It is an interesting scenario. Once again there is plenty of talk about the future of Julia Gillard’s leadership, but it is being backed up by plenty of support.
And that is what makes it interesting. If Julia Gillard’s support is guaranteed, why then are union officials and her Parliamentary colleagues spending so much time talking about it?
Previously the talk had been about Labor’s inability to deliver its message and turn its policy decisions into electoral winners.
The opinion polls continue to deliver bad news, with the latest version indicating the not-so-popular Tony Abbott had taken over Julia Gillard as the
preferred prime minister.
But despite all the talk, it is not likely Ms Gillard will be ousted any time soon. In her favour is a belief that Labor cannot win the next federal election
as it has lost the trust of the Australian
Therefore, any leadership challenge would likely result in the same electoral outcome and that is not a result a new leader wants hanging over their head.
Some within Labor ranks are now saying the Prime Minister has made her bed and she will have to lie in it right up to election day.
One of the difficulties for a minority government is knowing from the start they are unpopular with at least half the voters. Under difficult circumstances, governments can either improve their standing or go backwards.

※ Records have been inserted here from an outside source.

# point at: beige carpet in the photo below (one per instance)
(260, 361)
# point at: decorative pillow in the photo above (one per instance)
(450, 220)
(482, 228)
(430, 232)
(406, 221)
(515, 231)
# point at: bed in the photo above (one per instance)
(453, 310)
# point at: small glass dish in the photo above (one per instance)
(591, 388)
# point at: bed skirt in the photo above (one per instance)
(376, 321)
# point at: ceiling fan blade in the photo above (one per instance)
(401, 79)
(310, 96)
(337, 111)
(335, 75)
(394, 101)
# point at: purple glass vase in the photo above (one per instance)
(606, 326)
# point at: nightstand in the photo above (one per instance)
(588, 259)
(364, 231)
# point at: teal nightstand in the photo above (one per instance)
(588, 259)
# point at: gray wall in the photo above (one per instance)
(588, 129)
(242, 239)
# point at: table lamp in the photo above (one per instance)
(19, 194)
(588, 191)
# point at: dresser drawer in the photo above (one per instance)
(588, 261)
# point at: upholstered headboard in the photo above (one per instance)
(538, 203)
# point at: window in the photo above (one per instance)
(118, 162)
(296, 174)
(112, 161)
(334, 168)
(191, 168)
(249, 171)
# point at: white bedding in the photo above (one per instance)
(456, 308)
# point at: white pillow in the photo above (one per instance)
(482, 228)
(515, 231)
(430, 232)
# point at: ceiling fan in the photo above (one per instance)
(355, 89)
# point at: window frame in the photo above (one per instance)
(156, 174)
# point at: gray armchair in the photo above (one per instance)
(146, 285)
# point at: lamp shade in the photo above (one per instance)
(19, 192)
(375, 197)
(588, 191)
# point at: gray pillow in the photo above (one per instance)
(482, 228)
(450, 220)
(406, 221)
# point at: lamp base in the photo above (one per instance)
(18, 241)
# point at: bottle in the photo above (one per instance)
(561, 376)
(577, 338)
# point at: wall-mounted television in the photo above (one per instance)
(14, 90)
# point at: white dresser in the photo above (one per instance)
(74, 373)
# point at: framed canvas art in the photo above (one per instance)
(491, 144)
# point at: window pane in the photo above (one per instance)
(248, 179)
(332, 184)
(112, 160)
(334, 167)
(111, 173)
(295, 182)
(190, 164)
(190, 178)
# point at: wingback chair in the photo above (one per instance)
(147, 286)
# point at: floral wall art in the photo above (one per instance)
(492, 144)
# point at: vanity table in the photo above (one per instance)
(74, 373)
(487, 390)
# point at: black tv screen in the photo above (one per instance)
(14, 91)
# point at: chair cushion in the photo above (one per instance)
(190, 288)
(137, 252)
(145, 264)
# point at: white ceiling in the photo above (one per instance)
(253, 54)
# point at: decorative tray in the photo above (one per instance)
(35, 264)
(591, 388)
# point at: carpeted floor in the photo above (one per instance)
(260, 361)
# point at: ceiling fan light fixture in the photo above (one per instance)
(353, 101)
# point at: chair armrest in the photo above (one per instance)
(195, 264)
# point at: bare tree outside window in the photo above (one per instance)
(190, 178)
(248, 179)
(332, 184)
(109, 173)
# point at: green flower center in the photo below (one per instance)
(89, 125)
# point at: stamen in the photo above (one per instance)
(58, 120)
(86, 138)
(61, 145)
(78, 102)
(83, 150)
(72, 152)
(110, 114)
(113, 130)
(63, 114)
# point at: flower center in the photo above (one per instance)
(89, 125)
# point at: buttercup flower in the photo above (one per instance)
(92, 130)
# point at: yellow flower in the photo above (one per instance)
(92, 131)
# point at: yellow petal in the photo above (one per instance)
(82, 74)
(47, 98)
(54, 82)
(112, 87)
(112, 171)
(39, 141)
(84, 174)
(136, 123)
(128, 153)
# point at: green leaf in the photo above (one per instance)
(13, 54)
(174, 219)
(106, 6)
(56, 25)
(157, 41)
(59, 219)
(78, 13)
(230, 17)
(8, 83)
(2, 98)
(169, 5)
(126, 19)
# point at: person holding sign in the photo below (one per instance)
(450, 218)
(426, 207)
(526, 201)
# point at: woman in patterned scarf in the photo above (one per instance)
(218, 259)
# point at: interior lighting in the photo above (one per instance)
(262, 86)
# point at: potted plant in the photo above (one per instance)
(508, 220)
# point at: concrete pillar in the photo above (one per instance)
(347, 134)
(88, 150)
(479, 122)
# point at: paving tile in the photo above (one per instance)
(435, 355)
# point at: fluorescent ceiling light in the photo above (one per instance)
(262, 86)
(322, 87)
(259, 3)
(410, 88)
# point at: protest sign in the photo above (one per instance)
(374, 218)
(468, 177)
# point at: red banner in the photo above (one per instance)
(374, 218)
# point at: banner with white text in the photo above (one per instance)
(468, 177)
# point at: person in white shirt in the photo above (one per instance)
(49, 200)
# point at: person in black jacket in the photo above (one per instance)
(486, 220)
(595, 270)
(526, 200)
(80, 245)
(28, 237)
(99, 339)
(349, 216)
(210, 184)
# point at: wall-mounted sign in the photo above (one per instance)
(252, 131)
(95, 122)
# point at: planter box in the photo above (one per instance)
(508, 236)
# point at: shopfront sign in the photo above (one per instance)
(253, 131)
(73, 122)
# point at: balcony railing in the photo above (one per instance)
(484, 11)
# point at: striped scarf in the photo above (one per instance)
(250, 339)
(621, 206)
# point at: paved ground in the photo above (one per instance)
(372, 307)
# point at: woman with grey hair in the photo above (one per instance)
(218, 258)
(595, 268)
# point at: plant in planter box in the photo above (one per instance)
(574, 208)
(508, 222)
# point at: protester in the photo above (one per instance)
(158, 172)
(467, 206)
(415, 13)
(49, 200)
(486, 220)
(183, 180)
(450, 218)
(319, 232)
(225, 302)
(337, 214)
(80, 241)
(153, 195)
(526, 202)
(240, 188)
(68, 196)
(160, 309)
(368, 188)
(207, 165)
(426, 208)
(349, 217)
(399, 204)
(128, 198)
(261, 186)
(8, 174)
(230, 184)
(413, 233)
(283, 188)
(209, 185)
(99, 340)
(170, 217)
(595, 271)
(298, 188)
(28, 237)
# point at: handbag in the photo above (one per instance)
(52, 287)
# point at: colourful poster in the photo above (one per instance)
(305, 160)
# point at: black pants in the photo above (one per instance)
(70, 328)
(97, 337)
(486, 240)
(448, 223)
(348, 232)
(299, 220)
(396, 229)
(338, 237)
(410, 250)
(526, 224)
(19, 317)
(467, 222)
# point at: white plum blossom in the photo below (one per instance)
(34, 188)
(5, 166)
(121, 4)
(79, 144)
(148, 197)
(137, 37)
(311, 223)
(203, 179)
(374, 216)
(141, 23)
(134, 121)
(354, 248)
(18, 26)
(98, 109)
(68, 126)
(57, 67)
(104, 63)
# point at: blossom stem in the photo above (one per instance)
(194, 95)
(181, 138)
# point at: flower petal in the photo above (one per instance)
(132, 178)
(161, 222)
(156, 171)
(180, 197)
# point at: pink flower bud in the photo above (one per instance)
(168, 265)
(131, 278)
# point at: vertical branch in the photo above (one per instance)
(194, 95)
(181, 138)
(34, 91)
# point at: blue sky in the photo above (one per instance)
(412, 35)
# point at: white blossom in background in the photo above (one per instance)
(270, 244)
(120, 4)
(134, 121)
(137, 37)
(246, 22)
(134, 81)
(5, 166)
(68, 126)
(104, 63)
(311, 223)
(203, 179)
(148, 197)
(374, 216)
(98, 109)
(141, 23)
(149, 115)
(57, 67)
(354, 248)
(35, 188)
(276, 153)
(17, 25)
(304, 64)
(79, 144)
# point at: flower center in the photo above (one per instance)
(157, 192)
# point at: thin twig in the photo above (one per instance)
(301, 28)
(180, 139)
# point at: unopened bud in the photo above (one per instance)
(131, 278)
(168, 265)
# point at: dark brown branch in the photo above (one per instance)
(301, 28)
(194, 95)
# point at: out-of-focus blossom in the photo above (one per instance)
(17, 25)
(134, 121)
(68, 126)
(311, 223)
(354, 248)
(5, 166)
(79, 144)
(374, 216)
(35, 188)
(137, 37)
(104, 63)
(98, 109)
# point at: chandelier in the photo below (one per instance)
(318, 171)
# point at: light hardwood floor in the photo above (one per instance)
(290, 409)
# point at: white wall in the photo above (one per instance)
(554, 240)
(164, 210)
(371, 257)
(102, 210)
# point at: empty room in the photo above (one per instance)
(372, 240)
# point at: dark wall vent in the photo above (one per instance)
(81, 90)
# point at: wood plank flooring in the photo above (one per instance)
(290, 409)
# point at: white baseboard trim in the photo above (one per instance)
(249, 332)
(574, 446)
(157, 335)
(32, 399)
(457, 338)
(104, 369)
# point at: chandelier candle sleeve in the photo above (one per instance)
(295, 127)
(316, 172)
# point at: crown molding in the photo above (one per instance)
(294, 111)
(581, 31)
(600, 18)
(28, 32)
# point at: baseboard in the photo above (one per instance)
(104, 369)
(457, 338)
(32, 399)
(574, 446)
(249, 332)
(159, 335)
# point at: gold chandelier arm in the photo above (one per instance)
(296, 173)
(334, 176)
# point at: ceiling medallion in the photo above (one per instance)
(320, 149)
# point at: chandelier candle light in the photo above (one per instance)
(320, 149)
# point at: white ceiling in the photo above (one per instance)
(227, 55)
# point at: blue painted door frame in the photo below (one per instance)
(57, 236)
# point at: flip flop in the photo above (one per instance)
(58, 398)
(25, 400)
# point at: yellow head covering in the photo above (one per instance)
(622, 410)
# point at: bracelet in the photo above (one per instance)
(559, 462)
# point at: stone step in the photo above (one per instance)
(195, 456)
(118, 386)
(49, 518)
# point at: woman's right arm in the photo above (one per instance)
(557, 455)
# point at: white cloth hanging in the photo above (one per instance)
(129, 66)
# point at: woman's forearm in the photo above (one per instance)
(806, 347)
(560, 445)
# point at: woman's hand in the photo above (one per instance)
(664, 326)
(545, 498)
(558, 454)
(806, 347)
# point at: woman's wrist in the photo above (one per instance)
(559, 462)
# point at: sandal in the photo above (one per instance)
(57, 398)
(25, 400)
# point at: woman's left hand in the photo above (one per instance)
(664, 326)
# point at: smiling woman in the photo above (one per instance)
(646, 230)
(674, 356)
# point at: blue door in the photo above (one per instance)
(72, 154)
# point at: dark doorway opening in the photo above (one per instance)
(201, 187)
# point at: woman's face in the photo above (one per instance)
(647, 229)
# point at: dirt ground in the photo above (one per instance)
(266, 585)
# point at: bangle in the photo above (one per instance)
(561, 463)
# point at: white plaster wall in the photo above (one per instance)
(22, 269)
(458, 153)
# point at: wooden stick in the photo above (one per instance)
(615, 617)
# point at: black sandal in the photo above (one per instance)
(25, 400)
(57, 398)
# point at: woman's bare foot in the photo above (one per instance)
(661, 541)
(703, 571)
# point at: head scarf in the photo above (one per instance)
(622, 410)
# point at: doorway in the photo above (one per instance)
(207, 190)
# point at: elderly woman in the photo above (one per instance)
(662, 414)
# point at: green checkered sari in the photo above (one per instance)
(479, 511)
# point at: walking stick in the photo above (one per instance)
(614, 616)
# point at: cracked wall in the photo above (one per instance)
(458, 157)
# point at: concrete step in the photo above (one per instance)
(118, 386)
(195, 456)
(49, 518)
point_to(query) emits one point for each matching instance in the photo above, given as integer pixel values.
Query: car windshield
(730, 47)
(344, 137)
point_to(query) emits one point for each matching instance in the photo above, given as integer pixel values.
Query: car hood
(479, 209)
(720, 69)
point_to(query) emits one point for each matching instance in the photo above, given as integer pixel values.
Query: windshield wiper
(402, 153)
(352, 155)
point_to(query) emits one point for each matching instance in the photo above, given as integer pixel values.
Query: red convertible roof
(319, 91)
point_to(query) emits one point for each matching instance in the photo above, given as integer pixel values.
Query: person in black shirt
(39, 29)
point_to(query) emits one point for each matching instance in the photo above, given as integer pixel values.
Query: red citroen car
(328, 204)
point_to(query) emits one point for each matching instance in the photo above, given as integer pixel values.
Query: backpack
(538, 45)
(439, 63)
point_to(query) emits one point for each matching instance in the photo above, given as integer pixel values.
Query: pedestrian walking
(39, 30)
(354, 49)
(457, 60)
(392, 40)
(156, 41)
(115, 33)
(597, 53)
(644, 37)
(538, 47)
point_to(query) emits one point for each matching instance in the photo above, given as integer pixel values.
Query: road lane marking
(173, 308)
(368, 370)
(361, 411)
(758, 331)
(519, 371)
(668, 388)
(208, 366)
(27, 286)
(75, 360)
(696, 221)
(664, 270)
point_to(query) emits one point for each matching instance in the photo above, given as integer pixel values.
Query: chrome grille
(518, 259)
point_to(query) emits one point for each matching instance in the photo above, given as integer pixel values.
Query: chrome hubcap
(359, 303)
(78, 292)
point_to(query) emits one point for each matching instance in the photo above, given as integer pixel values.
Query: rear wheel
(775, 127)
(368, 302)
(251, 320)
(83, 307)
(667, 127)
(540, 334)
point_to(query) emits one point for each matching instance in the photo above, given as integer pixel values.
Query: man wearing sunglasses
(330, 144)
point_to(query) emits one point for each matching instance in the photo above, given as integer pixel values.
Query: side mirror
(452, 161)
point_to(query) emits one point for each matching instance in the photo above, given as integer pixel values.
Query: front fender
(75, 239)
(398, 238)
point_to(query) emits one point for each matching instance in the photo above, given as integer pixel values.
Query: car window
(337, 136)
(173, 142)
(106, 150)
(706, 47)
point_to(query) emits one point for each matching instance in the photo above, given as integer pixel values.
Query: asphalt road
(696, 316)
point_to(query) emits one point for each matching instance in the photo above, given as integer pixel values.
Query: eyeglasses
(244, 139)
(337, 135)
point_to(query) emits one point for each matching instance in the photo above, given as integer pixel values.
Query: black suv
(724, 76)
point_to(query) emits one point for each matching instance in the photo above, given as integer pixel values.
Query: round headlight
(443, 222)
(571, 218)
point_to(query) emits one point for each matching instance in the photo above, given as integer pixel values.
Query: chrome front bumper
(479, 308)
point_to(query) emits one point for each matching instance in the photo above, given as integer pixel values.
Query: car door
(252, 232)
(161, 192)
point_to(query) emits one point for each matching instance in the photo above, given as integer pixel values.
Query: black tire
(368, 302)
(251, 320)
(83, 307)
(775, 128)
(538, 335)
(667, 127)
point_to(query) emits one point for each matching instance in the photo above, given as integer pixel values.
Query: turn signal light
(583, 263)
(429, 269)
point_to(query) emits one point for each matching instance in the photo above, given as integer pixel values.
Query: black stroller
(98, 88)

History shows minority governments usually cop an electoral backlash as there is no buffer to accommodate a change in the electoral mood.
Kevin Rudd is apparently prepared to sit on the sidelines, electing perhaps to reappear in opposition.
If the Coalition does win the next election, due in about 14 months, Tony Abbott’s leadership will come under much more scrutiny. While one-term governments are rare, some within the Labor ranks with political ambition might be looking more at the long term future, rather than short-lived tenure in the top job.
Regardless, Julia Gillard continues to lead knowing she is unpopular and proving she has not yet been able to change her party’s political fortunes in the polls.
If being Prime Minister is not hard enough, being an unpopular leader under siege must make the job all that much harder.
But no one can criticise the Prime Minister for her resilience.